Torebka Birkin domu mody Hermes ustanowiła nowy rekord świata – anonimowy kolekcjoner kupił jej 6-letni model za 203.150 dolarów. Zapłacił za nią ponad dwa razy więcej, niż cena wywoławcza, którą na aukcji w Heritage Auctions w Dallas ustalono na 80 tys. dolarów.
- To niezwykły przykład na to, że najbardziej luksusowa torebka na świecie uzyskuje najbardziej wyjątkową cenę. To przekroczyło nasze najśmielsze oczekiwania – powiedział magazynowi branżowemu "WWD" Matt Rubinger, dyrektor działu luksusowych akcesoriów w Heritage Auctions.
Torebka z lakierowanej czerwonej skóry krokodyla z zapięciem z białego złota wysadzanym diamentami pochodzi z kolekcji Shiny Rouge H Crocodile Birkin Bag Porosus 30 cm. Była własnością fanki mody z Florydy. - Kobieta kupiła ją w 2006 roku i stała się trofeum w jej kolekcji. Ale potem Hermes zaproponował jej ten sam model w kolorze czarnym i pomyślała, że może faktycznie weźmie czarną, a tę sprzeda – opowiada aukcjoner.
Trzy inne torebki Hermes również pobiły rekordy sprzedaży podczas aukcji.
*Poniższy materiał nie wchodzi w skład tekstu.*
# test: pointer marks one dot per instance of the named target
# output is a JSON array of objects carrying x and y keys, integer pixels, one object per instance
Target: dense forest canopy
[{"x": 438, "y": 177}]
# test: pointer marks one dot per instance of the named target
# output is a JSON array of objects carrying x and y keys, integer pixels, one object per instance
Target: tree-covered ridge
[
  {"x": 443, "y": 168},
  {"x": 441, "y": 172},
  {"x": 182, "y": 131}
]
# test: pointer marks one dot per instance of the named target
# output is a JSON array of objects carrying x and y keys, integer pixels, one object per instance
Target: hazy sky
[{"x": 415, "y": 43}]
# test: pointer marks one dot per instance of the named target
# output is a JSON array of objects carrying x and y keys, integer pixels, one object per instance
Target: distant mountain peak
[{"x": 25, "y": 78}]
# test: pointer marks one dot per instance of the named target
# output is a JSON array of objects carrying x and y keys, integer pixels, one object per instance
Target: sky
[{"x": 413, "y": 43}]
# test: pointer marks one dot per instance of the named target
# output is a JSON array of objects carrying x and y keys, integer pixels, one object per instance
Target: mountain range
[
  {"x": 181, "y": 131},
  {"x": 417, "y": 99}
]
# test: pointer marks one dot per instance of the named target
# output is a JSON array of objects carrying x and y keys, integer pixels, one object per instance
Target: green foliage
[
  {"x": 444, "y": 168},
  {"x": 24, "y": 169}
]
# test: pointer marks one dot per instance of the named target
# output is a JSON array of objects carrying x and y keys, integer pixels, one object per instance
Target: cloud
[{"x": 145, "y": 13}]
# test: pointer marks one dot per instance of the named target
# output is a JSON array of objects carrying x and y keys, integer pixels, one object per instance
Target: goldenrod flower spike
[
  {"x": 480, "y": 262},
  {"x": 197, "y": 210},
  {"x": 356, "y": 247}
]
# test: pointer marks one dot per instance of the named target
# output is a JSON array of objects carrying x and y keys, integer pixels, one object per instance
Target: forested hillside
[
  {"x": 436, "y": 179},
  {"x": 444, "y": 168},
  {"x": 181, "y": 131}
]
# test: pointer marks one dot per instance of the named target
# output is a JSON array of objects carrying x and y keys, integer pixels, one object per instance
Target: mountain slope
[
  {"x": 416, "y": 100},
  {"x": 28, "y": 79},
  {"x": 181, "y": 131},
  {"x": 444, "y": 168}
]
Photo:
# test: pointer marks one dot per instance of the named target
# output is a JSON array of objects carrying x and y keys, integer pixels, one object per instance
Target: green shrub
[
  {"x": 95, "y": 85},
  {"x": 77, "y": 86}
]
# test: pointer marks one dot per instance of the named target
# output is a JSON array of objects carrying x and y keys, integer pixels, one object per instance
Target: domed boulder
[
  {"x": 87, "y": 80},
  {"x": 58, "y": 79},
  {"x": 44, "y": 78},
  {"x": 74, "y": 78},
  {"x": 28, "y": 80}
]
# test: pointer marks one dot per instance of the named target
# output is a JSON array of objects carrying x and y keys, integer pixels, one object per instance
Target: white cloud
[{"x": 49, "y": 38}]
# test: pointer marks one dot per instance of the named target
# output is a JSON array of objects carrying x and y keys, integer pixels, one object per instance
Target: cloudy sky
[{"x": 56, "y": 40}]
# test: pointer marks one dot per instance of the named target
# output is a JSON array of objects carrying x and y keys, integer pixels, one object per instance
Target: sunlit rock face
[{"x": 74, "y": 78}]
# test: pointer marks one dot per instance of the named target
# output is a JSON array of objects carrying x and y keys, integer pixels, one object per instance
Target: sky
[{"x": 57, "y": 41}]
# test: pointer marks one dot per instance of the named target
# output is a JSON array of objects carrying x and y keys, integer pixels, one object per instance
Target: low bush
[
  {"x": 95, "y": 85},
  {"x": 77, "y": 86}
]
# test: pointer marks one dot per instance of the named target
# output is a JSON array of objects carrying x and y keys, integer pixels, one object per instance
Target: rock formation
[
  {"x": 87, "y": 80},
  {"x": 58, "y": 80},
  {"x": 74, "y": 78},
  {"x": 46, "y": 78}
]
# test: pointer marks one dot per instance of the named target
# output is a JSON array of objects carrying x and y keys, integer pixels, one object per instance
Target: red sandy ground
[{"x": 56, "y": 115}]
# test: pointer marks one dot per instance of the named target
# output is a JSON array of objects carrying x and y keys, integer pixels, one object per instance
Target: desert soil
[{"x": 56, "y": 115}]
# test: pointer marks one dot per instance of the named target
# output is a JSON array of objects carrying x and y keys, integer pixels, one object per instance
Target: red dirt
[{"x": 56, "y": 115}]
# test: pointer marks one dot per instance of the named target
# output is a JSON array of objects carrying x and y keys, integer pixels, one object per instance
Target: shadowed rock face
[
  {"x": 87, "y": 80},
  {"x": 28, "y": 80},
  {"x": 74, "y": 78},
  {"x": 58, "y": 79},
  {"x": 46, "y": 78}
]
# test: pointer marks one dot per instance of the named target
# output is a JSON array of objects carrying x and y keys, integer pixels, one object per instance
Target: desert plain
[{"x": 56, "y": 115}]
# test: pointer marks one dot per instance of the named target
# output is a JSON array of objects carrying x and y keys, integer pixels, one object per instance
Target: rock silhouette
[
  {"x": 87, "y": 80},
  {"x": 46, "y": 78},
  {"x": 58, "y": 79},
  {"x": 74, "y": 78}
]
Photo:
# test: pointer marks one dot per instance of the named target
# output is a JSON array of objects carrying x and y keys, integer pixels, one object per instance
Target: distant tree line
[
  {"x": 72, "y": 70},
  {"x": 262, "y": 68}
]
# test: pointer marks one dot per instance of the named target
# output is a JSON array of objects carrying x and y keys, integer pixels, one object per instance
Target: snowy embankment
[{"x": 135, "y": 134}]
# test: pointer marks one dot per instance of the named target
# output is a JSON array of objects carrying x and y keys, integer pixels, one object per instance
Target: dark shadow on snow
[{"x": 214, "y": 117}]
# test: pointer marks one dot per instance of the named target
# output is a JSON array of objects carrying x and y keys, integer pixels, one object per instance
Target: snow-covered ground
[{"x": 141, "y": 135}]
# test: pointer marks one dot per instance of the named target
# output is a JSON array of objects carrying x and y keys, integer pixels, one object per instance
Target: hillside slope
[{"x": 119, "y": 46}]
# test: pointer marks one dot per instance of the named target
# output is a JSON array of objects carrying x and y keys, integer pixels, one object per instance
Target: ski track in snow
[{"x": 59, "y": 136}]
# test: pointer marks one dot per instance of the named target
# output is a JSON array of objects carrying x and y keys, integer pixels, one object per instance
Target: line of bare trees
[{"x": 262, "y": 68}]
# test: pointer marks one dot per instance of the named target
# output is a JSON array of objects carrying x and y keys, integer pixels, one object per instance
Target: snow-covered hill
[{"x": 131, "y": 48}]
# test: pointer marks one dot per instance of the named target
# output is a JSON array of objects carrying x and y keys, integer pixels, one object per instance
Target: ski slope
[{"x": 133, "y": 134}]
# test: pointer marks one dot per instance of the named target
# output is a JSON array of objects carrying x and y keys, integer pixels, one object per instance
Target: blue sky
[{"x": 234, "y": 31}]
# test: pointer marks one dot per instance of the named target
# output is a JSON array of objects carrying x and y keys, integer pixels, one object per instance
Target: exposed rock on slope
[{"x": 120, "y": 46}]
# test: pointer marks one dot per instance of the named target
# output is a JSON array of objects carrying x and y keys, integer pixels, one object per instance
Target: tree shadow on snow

Z niebieskiego krokodyla poszła za 113.525 dolarów, a z różowej krokodylej skóry – za 95.600 dolarów, zaś tę z jasnobrązowej skóry krokodyla kupiono za 80.663 dolarów.
Poprzedni tytuł "najdroższej torebki świata" też należał do Birkin. Podobną do obecnej rekordzistki, ale w mniej idealnym stanie, sprzedano na aukcji w ubiegłym roku za 120 tys. dol.
Chcesz kupić? Czekaj w kolejce
Skąd taki sukces torby, którą wymyślono w 1984 roku? "Wartość tej najbardziej ekskluzywnej torebki świata rośnie z roku na rok. Wielu traktuje ją jak dzieło sztuki i kolekcjonuje jako lokatę kapitału. Zwłaszcza, że nie wystarczy wejść do sklepu, by ją kupić. Nawet gwiazdy czekają na nią latami i wpisują się na listę oczekujących" – pisze "Wall Street Journal".
Torby Birkin wyrabia się ze skóry krokodyla, kozy, cielaka, a nawet strusia i jaszczurki. Im bardziej egzotyczne zwierzę, tym model droższy. Skóra musi być najwyższej jakości. Mówi się, że tylko 2 proc. dostarczanego materiału spełnia normy jakości wyznaczone przez Hermesa. Każda torebka Birkin wyrabiana jest ręcznie przez wysoko wykwalifikowanego kaletnika i szyta techniką, którą opracowano w czasach produkcji siodeł w XIX wieku.
Zrobienie jednej torby zajmuje kilkadziesiąt godzin. Tygodniowo powstaje pięć egzemplarzy. Każdy zapakowany jest w pudełko i owinięty w specjalną bibułkę, tak aby zachował swój kształt. Do każdego dołączane jest etui - osobne na torbę (żeby się nie zakurzyła), osobne na jej części metalowe - kłódkę i kluczyk, które podobnie jak "nóżki" na spodzie torebki wyrabiane są ze złota lub platyny.
Nic dziwnego, że magazyn "Forbes" umieścił Birkin na liście najbardziej ekstrawaganckich toreb świata.
Kolekcja warta 1,5 miliona
Torebka nosi nazwę na cześć aktorki i piosenkarki Jane Birkin. W 1984 roku lecąc samolotem razem z ówczesnym szefem Hermesa Jean-Louis Dumasem gwiazda zainspirowała go do zaprojektowania prostokątnej torby z zapięciem. Birkin Bag szybko wyprzedziła w popularności Kelly Bag, nazwaną tak na cześć księżnej Monako Grace Kelly.
Wśród największych fanek torebek są m.in. Julia Roberts, Kate Moss, Naomi Campbell, Oprah Winfrey i Sofia Coppola. Victoria Beckham na swoją kolekcję 150 torebek Birkin wydała ponad 1,5 miliona dolarów.